Des personnalités incontournables d’une discipline, on a coutume de dire qu’il n’est pas (ou plus) besoin de les présenter, tant il paraît évident qu’on ne peut aborder sérieusement leur domaine d’activité sans connaître leurs productions. Ce pourrait être le cas d’Armand Mattelart, figure des Sciences de l’information et de la communication, dont il incarne un courant critique, attentif aux phénomènes de longue durée et à l’analyse des idéologies qui sous-tendent les discours technicistes et prophétiques, et dont les 45 livres et nombreux articles ont été traduits en plus de 15 langues. Ce serait pourtant une erreur, et l’on se rend vite compte, à la lecture de Pour un regard-monde, un ouvrage d’entretiens accordés au chercheur québécois Michel Sénécal, à quel point une meilleure connaissance du parcours d’Armand Mattelart nous éclaire sur son œuvre, et peut nous en faire découvrir des aspects méconnus.

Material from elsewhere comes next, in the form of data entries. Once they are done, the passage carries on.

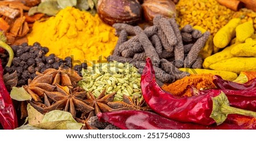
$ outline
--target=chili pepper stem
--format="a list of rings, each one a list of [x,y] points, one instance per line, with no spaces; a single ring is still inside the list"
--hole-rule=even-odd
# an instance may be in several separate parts
[[[9,60],[8,60],[6,67],[11,67],[11,62],[13,61],[13,59],[14,56],[13,49],[11,49],[11,47],[10,47],[8,44],[2,40],[0,40],[0,47],[3,48],[8,52],[8,53],[9,53]]]
[[[212,98],[213,110],[210,117],[213,118],[217,125],[222,123],[228,114],[239,114],[256,117],[256,112],[246,110],[229,106],[229,101],[224,93]]]

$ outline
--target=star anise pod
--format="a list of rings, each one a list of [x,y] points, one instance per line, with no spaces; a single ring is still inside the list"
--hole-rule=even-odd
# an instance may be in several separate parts
[[[113,109],[108,105],[108,103],[114,100],[115,93],[106,94],[106,89],[102,91],[98,98],[96,98],[93,94],[89,92],[87,93],[87,99],[89,105],[94,108],[94,115],[99,112],[107,112]]]
[[[59,67],[58,70],[47,69],[42,74],[52,75],[53,85],[57,84],[61,86],[72,86],[75,85],[74,83],[82,79],[75,70],[71,68],[63,68],[62,67]]]
[[[76,92],[74,89],[70,89],[67,86],[62,86],[57,84],[56,84],[56,86],[57,92],[44,92],[47,97],[55,102],[45,110],[68,111],[75,118],[77,111],[88,113],[94,109],[88,105],[89,103],[83,100],[86,97],[85,91]]]
[[[139,97],[133,96],[133,99],[125,94],[123,95],[123,101],[114,101],[108,103],[109,106],[113,109],[112,111],[116,110],[152,110],[146,103],[144,98],[141,99]]]
[[[52,74],[38,75],[32,80],[30,80],[28,85],[24,86],[24,88],[34,101],[42,102],[40,98],[44,97],[44,91],[52,92],[55,88],[55,86],[50,84],[52,80]]]

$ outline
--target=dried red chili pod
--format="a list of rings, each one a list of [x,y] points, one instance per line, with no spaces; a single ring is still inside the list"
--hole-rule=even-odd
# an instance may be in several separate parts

S’il était encore besoin de prouver que les universitaires ne sont pas de purs esprits enfermés dans une tour d’ivoire et de concepts cultivés hors-sol, ce livre viendrait à point nommé pour le rappeler, d’une manière aussi riche de questionnements et de problématiques qu’elle est agréable à lire. Au fil de six chapitres de trente à quarante pages, Armand Mattelart détaille sa trajectoire, de son enfance en Belgique occupée (il est né en 1936) à ses derniers travaux. Les questions et relances de Michel Sénécal sont précises et pertinentes, invitant son interlocuteur à développer un point théorique ou lui offrant de se livrer sur un plan plus personnel. Rien d’indiscret cependant : il s’agit bien de montrer comment une pensée naît et se développe en lien étroit avec les expériences de la vie. Celles de la guerre et de la Libération, l’éducation catholique et les premiers voyages, puis les études de droit à Louvain et de démographie à Paris plongent Armand Mattelart dans un bouillonnement d’idées et de rencontres dont il retient les aspects à la fois les plus sociaux et les plus critiques des discours dominants - choix de sensibilité qui évoluera en engagement d’ordre politique, se traduisant notamment dans sa participation aux Forums sociaux mondiaux.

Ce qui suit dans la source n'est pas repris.